Chapter 5 - Data Visualization
5.1 Visualization Process
While Spark is an excellent framework for the analysis of big data, big data comes with some inherent visualization issues that Spark does not surmount. Generally, it is best to use Spark purely as a data manipulation and analytical tool to enable visualization of aggregates on other platforms, rather than doing the visualization itself. Since R and Python both have powerful and extensive libraries for data visualization, there is a substantial advantage in creating graphics from local data on the master node, or on data you reduce and export to a desktop.
It’s possible that these visualization tools will eventually be implemented directly into Spark, but unlikely that they will offer as thorough functionality as the non-distributed versions. For instance, the ggplot2.SparkR project is promising, and does offers a limited subset of R’s ggplot2 geoms directly in SparkR. However, the package has not been updated regularly and the coverage of the graph types is not enough to be sufficent on its own.

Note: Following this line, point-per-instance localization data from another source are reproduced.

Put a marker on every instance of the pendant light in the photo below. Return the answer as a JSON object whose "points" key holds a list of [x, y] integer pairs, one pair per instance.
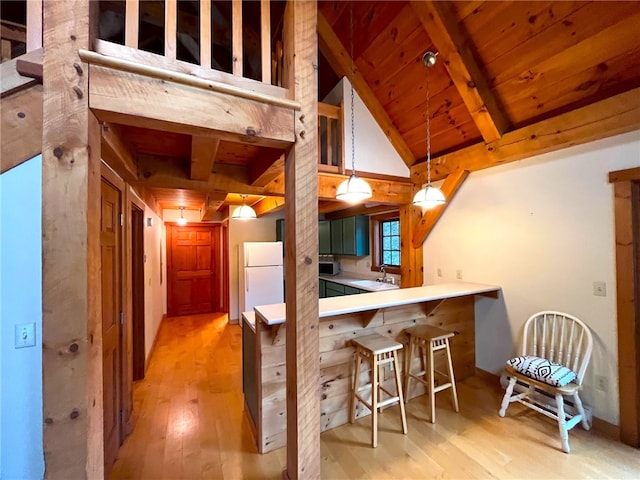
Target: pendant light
{"points": [[181, 221], [429, 196], [244, 212], [354, 189]]}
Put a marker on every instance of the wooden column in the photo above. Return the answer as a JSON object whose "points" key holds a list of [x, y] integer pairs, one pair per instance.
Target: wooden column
{"points": [[71, 337], [411, 271], [627, 221], [301, 259]]}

Instead of relying on these packages, it is better to invest in understanding important graph types well enough to split the graphing process into a data processing step followed by a visualizing process.
5.2 Recommended Charts
Avoid graphs of equivalence - in which one observation becomes one visual mark on your graph. This includes, for example, the common bivariate scatter plot. If your data is big then you probably have a lot of observations; plotting a billion dots on a graph will almost always obscure anything of interest behind a large blob of color.
If you do decide to work with graphs of equivalence, keep in mind jittering and transparency as options to make more of your data meaningfully visible. Transparency still does not work for most big data, however. Most plotting programs have what is called an “alpha” setting, which is a fraction between 0 and 1. This tells the graph how many overlapping dots are needed to form full opacity. That is, an alpha of .1 means that 10 overlapping dots will equal 100% opacity. It can be a reasonable solution with normal data, but if a million dots may be overlapping in any given spot, setting alpha to .000001 means most levels of overlap will essentially be invisible.
Combining Sparks utility for subsetting and aggregating big data with a later visualization step is often a good strategy. If you have a hundred million observations in the United States, a scatter plot is probably useless at conveying any information. But if you first aggregate by all fifty states, or by time periods, then plot the aggregates using a non-distributed plotting library, your graphs can be quite useful.